Parents, those legendry worriers, seem to have even more to fret over these days. However, I’m baffled the greatest threat to our children is so often sidelined. Road accidents are the leading killer of five to 29 year-olds, according to the World Health Organisation, taking more than 500 young lives a day. If this was war, our best scientists and humanitarians would be devoting their skills to ending it. Yet, aside from solemn little news announcements, the ongoing tragedy is barely acknowledged.

The mass denial of these sudden, brutal deaths of young people means there’s lack of open-ness and discussion around the topic. Those who are grieving often feel alienated, as if their loss was bad luck, or worse, contagious.

Since that ghastly day, I’ve had countless communications from parents understandably shattered after the death of a child. I’ve also heard from an unexpectedly large group of adults who feel their voices aren’t heard.

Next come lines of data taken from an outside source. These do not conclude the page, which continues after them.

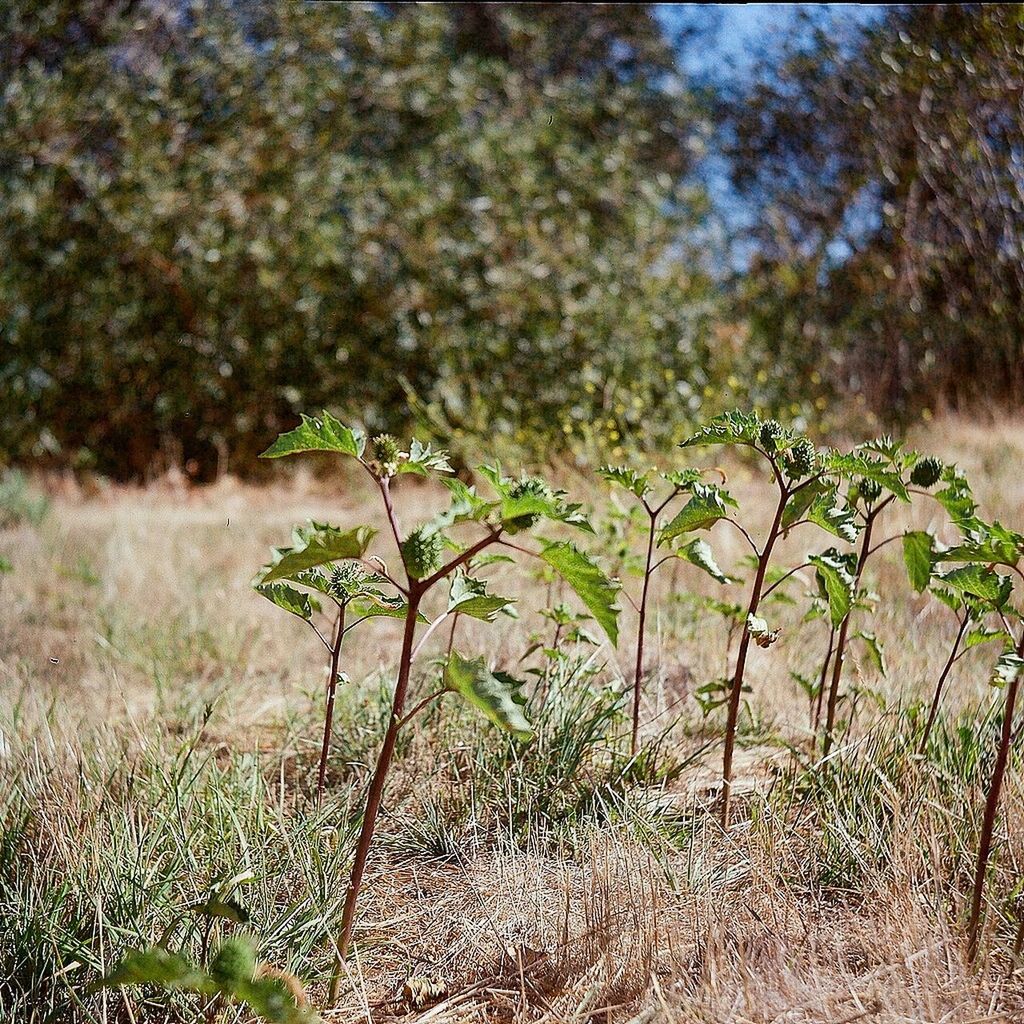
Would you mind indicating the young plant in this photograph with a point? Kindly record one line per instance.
(984, 550)
(696, 551)
(233, 975)
(804, 497)
(428, 555)
(877, 475)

These are people who, like Rob, lost a sibling when they were younger. Many of them feel their grief was never addressed. No doubt, the adults around them at the time were too consumed by their own anguish to know where to begin.

But I believe it’s possible to approach childhood loss with greater wisdom and empathy.

For a start, there’s a lack of language to help kids whose brother or sister has died. They can’t call themselves orphans or widows, but their grief is equally intense. It might help if they had a title.

This linguistic avoidance probably stems back to society’s unwillingness to address the queasy subject of a small, white coffin. Tragically, children do die, however, and those who are suffering would manage better if people could speak more freely about it. Death is the thing that makes life precious, after all.

Sam’s still a big part of our lives. Birthdays and anniversaries are never forgotten. I hope Rob forgives me for being so poorly equipped to help him through that dreadful time. I was 28 years old and, apart from losing an 86 year-old nana in Hawera, it was my first experience of death.

Sam’s photo beams down at me as I write this. I often wonder what he’d look like today, what line of work he’d be doing and, if he’d provided cousins for Annie and Stella, what sort of father he’d be.

I hurried along the footpath, dragging Stella in my wake. To my relief, Annie was waiting at the corner. She swept a strand of hair from her face and took my free hand in hers. We looked both ways as my breathing returned to normal, then crossed.

My heart goes out to every New Zealander who loses a child on the road this year.